Helicobacter pylori (H. pylori) is a spiral bacteria that specifically and selectively resides beneath the mucus layer next to the stomach (gastric cells).
Helicobacter pylori infection has been associated with the occurrence of gastritis and peptic ulcers. Chronic H. pylori gastritis is a strong risk factor for stomach cancer. However, less than one percent of chronically infected individuals will develop stomach cancer.
In the past, one of the strongly held notions is that acid is the primary cause of duodenal ulcers. Indeed, the term acid peptic disease reflects the prevailing concept of cause, so therapy is aimed primarily at blocking acid.
However, it now appears that an even more important factor may be responsible for some ulcers (at least duodenal ulcers) - infestation with Helicobacter pylori.
Two important lines of evidence now support a possible causal role. First, H. pylori is present in the antrums of 9 to 95 percent of persons with a duodenal ulcer who do not use nonsteroidal anti-inflammatory drugs (NSAIDs) or do not have Zollinger-Ellison syndrome as a possible cause of ulcer.
Second, treatment and eradication of H. pylori dramatically reduces the frequency of ulcer recurrence compared with treatment of acute ulcers by histamine blockers alone. Therefore, H. pylori appears to be a necessary cofactor for the overwhelming majority of duodenal and gastric ulcers not associated with NSAIDs.
H. pylori is transmitted from person to person, but nobody knows by what means. In the U.S., the prevalence of infection rises from less than 10 percent in Caucasians under age 30 to over 50 percent in those over age 60. The prevalence is higher in non-Caucasians and immigrants from developing countries. The majority of infections are probably acquired in childhood.
Acute infection with H. pylori may cause a transient clinical illness, characterized by nausea and abdominal pain that may last for several days. After these symptoms resolve, the majority of people progress to chronic infection.
There is no recognizable symptom complex or syndrome that can be ascribed to chronic gastritis, whether or not due to H. pylori.
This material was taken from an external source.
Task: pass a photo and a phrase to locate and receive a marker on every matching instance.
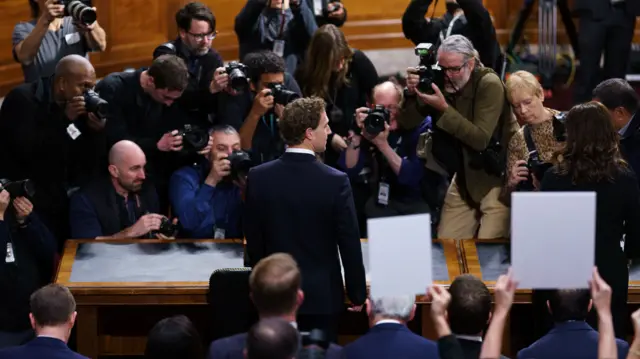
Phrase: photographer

Peptic ulcers often present with dyspepsia (upper mid-abdominal pain or dull gnawing). There may be pain at night. Some patients report relief of pain with food or antacids and a recurrence of pain in two to four hours.
H. pylori is detected by a variety of means. At endoscopy (viewing the stomach and duodenum via a lighted tube), a biopsy of gastric (stomach) mucosa can be taken and assessed for H. pylori. Antibodies to H. pylori can be detected by blood tests. Non-invasive breath tests also can detect active infection with H. pylori.
Eradication of H. pylori generally requires a combination of antibiotics and an acid-blocker/proton pump inhibitor. One example for active H. pylori-associated ulcers is (1) clarithromycin, (2) amoxicillin or metronidazole, along with (3) omeprazole or lansoprazole.
Another regimen is (1) omeprazole or lansoprazole, (2) bismuth, (3) tetracycline, and (4) metronidazole.
Current regimens should achieve greater than 85 to 90 percent rates of eradication after one to two weeks of treatment. Once cure has been achieved, reinfection rates are less than 0.5 percent per year. Management of peptic ulcers in some patients may require maintenance treatment.
Will any tests be needed?
What treatment do you recommend?
How long will it take for relief of discomfort?
Will you be prescribing any medications? What are the side effects?